Here we go into the UK Festival Season, also known as “the Great Rains”. A long weekend in a field with several thousand others, the air full of burnt fat, off your head on junk food additives and up to your ankles in mud. Outside your tent it’s even worse. Is it any wonder that the incidence of drug-taking at Festivals is so high? Now there you are as employer instead, wondering faintly whether the vacant look of your newly-returned Festival-goer is merely the product of his not having slept for 96 hours or the after-effects of his ingesting large quantities of something distinctly illegal over the weekend. How do you find out? What then?

Managing drug abuse in the workplace can be a significant problem for employers; managing it outside the workplace is even more tricky. The legal position on testing at work is confused; there is no direct legislation, and there must be a consideration of health and safety, employment, human rights and data protection laws. Regardless of whether or not it has a contractual right to screen employees, an employer needs employee consent to carry out physical tests for drugs due to their intrinsically intrusive nature — urine and hair samples, for example. The obtaining of samples from an employee without consent would constitute a criminal assault even where the employer has a contractual right to require a test.
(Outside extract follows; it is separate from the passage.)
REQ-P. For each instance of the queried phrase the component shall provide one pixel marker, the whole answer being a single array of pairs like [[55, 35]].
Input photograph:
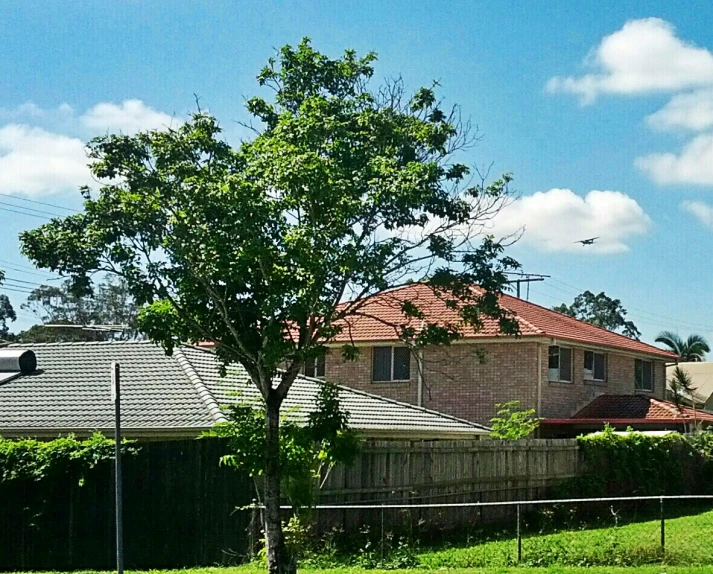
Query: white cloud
[[645, 56], [35, 162], [693, 165], [129, 117], [693, 111], [554, 220], [701, 211]]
A refusal to give that consent may however be the basis of an inference drawn against the employee – there is no “right of silence” in these things.

If a ‘positive’ result is obtained the employer will then need to consider what action to take.  It’s about drugs – surely you just sack him immediately? No. While it is true that employees guilty of drug use, even outside work, leave themselves exposed to dismissal on grounds of either capability, conduct or “some other substantial reason” (especially if use of the drugs in question is itself illegal) that decision cannot be automatic. Relevant arguments when considering dismissal for drug-taking outside the workplace could include:

  • the effect it has on the employee’s ability to carry out his job – if this is limited or none, dismissal will be hard to justify;
  • the impact on the trust and confidence previously held in that employee by the employer, especially if criminality is involved; and
  • the potential or actual damage to the employer’s reputation.